Four New U.S. DOL Wage & Hour Opinion Letters

Smith Anderson

Smith Anderson

The federal Department of Labor (DOL) issued four new opinion letters last week that address various compliance requirements under the Fair Labor Standards Act (FLSA). In the accompanying press release, the DOL said that the letters “demonstrate the agency’s continued commitment to providing meaningful compliance assistance to help employees understand their rights and ensure that employers have the information they need to comply with federal labor laws.” 

20% limitation on “related duties” no longer applicable for tipped employees.  Of the four newly-issued opinion letters, the one that will affect the most employers is FLSA 2018-27. This letter clarifies when an employer may use the “tip credit” for paying an employee who has both tip-generating duties and related non-tip-generating duties, for example, a waitress who spends part of her time cleaning and setting tables. An employer may take a “tip credit” for certain employees and pay a reduced hourly wage ($2.13/hour), using the “tip credit” to make up the difference between the $2.13/hour and the current minimum wage of $7.25/hour.  (29 U.S.C. § 203(m)). Previous DOL guidance provided that if an employee spent more than 20% of his or her work time on non-tip-generating “related duties,” then the employer could not use the tip credit for the time spent on those related duties. By means of the new opinion letter, the DOL withdraws the 20% rule. Going forward, the DOL will not “place a limitation on the amount of duties related to a tip-producing occupation that may be performed, so long as they are performed contemporaneously with direct customer-service duties.” In addition, the opinion letter provides guidance on how an employer can determine whether a particular duty is part of a “tipped occupation.”

A company that operates and maintains swimming pools may be an “amusement or recreational establishment,” exempt from minimum wage and overtime.  In FLSA 2018-26, the DOL opined that a company that operates and maintains swimming pool facilities at hotel, motel, apartment, and condominium buildings could come within the minimum wage and overtime exemption provided for “amusement and recreational establishments.” (See 29 U.S.C. §213(a)(3)). The DOL stated that in order to satisfy the applicable requirements, the company’s pools must be physically separated from the hotel, motel, apartment, or condominium, such as on a rooftop or in a “distinct physical space used exclusively for pool-related operations.” And, the pools must be “generally accessible to nonresidents, not restricted to renters and property owners.” The last of the three requirements of §213(a)(3) ((1) the employer is “an establishment,” (2) “frequented by the public,” (3) “for its amusement and recreation”) was satisfied by the fact that the primary purpose of the business operation was operating an amusement or recreational facility—a swimming pool.

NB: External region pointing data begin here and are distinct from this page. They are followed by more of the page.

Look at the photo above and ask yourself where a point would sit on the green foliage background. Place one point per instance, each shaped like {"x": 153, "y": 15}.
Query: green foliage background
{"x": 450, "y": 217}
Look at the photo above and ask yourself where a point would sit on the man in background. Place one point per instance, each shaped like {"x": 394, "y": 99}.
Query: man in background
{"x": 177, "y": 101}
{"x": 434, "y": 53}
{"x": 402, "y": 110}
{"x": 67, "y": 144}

A professional employee was not paid on a salary basis if the guaranteed weekly salary did not have a “reasonable relationship” to his “usual earnings.” In FLSA 2018-25, the DOL addressed the requirements of 29 C.F. R. 541.604(b). That regulation provides that the requirement that an exempt employee be paid on a salary basis can be satisfied if the employee receives a guaranteed weekly salary of at least the required minimum amount and some additional compensation so long as a “reasonable relationship exists between the guaranteed amount and the amount actually earned.” In the facts presented, an engineering firm paid its professional employees a guaranteed weekly salary of $2,100 for 30 hours per week and paid $70/hour for each hour over 30. Because there were “usual earnings” of up to $3,760 per week, the DOL found that the usual earnings “materially exceed” the permissible ratio set forth in the regulation and, thus, the compensation scheme arrangement did not satisfy the requirement for payment on a salary basis.

Non-profit, volunteer fire departments were not “public agencies” entitled to partial overtime exemption. In FLSA 2018-24, the DOL found that certain nonprofit volunteer fire departments that contract with state municipalities and counties to provide fire protection services were not “public agencies” entitled to the partial overtime exemption provided in 29 U.S.C. § 207(k) because the fire departments were not “directly responsible to public officials or to the general public,” independently elected their boards of directors, and the relevant contracts designated them as independent contractors, not as state agencies. 

The DOL’s apparent willingness to respond to specific requests for opinion letters may be helpful for employers seeking guidance on whether particular practices comply with the FLSA.

DISCLAIMER: Because of the generality of this update, the information provided herein may not be applicable in all situations and should not be acted upon without specific legal advice based on particular situations.